Het beroep is in ieder geval ongegrond indien de toegang tot het gebouw of de woning voor het feitenonderzoek wordt geweigerd of verhinderd. 

§6. De beroepsinstantie doet uitspraak over het beroep en geeft kennis van de beslissing aan de zakelijk gerechtigde(n), binnen een ordetermijn van negentig dagen, te rekenen vanaf de dag na deze van de betekening van het beroepschrift. De uitspraak wordt per beveiligde zending aan de indiener betekend.

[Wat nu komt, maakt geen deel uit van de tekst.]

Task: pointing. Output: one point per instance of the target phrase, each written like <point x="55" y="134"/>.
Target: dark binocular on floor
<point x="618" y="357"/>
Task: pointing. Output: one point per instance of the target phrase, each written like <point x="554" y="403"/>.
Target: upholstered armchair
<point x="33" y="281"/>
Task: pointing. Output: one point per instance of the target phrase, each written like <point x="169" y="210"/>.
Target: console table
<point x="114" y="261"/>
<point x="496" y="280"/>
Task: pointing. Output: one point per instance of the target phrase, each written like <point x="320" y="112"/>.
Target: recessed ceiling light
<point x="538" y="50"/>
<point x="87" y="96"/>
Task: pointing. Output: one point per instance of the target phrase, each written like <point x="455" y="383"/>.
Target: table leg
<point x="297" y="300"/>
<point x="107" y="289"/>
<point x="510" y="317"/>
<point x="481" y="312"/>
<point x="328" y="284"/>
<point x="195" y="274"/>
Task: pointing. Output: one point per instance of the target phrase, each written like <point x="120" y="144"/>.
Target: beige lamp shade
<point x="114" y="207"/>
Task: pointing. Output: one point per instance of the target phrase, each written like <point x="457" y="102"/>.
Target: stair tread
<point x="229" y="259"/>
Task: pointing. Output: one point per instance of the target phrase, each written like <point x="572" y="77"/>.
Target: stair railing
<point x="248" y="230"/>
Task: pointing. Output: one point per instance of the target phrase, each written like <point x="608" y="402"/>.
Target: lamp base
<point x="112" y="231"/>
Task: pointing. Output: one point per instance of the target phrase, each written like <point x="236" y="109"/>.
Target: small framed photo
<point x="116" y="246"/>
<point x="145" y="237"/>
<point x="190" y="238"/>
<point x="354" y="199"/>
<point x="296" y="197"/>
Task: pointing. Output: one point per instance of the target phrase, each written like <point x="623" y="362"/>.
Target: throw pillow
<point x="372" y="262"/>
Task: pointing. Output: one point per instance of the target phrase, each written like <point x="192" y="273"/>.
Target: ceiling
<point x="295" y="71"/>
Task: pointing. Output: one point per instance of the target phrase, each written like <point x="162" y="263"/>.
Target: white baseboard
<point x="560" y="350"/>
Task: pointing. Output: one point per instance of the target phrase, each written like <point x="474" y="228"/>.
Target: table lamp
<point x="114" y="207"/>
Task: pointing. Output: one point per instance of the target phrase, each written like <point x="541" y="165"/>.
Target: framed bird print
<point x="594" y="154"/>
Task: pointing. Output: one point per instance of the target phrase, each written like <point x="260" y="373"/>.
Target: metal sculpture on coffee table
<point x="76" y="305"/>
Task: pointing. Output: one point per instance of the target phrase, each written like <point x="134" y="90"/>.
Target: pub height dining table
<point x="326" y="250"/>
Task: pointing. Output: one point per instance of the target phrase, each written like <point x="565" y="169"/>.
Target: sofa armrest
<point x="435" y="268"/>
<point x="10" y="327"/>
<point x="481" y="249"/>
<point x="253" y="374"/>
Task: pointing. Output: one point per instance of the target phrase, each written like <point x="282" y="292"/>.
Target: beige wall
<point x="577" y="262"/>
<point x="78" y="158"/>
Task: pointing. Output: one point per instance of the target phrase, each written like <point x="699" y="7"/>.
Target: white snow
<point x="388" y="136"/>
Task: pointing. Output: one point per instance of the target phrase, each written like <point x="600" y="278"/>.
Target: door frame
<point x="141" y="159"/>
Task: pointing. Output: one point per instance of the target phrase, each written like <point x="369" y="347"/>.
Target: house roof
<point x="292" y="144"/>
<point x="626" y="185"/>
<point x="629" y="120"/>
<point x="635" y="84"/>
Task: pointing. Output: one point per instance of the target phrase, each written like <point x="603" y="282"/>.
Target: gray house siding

§7. Indien er geen tijdig beroepschrift werd ingediend of indien er sprake is van een onontvankelijk of ongegrond administratief beroep, blijft het gebouw of de woning opgenomen in het leegstandsregister, vanaf de datum van vaststelling van de leegstand.

Indien de beroepsinstantie het beroep ontvankelijk en gegrond acht, wordt de woning of het gebouw uit het leegstandsregister geschrapt vanaf de aanwending overeenkomstig de (woon)functie, zoals deze blijkt uit de aangeleverde stukken of desgevallend een plaatsbezoek. 

§8. De zakelijk gerechtigde, hetzij zijn advocaat of wettelijke vertegenwoordiger, kan tegen de beslissing van de beroepsinstantie beroep aantekenen bij de rechtbank van eerste aanleg. De termijn voor het indienen van een beroep bedraagt drie maanden te rekenen vanaf de kennisgeving van de beslissing van de beroepsinstantie. De artikelen 1385decies en 1385undecies van het Gerechtelijk Wetboek zijn van toepassing. 

3.         OPHEFFING, INWERKINGTREDING EN OVERGANGSBEPALINGEN 

Artikel 11: Opheffing

Het reglement op de registratie van leegstaande woningen en gebouwen, goedgekeurd door de gemeenteraad van Puurs-Sint-Amands in vergadering van 30 maart 2020, wordt opgeheven voor inventarisaties vanaf de datum van inwerkingtreding van het huidig reglement, zijnde op 1 januari 2026. Het blijft echter zijn uitwerking behouden voor inventarisaties die dagtekenen vóór deze datum.

Artikel 12: Inwerkingtreding - bekendmaking

Dit reglement werd vastgesteld door de gemeenteraad van 15 december 2025 en treedt in werking op 1 januari 2026 en wordt bekendgemaakt overeenkomstig de bepalingen van de artikelen 285 tot en met 288 van het Decreet over het lokaal bestuur van 22 december 2017 en latere wijzigingen.

Artikel 13: Overgangsbepalingen

Een woning of een gebouw opgenomen in en niet geschrapt uit het leegstandsregister voor de datum van inwerkingtreding van dit reglement, blijft opgenomen. De leegstand moet niet opnieuw bewezen worden, noch opnieuw ter kennis worden gebracht van de zakelijk gerechtigden. 

Het reglement is onmiddellijk van toepassing op panden die reeds in het leegstandsregister zijn opgenomen in uitvoering van het reglement, goedgekeurd door de gemeenteraad van Puurs-Sint-Amands in vergadering van 30 maart 2020, voor de datum van inwerkingtreding van dit reglement.

In geval een aanvraag tot schrapping die dateert van voor de inwerkingtreding van huidig reglement waarvoor de beslissing door de gemeente na inwerkingtreding van huidig reglement wordt genomen, zal de voor de zakelijk gerechtigde meest gunstige regelgeving gelden.

Hetzelfde geldt voor de administratieve beroepen die werden ingediend voor de inwerkingtreding van huidig reglement en waarvoor de beslissing door de gemeente wordt genomen na inwerkingtreding van huidig reglement.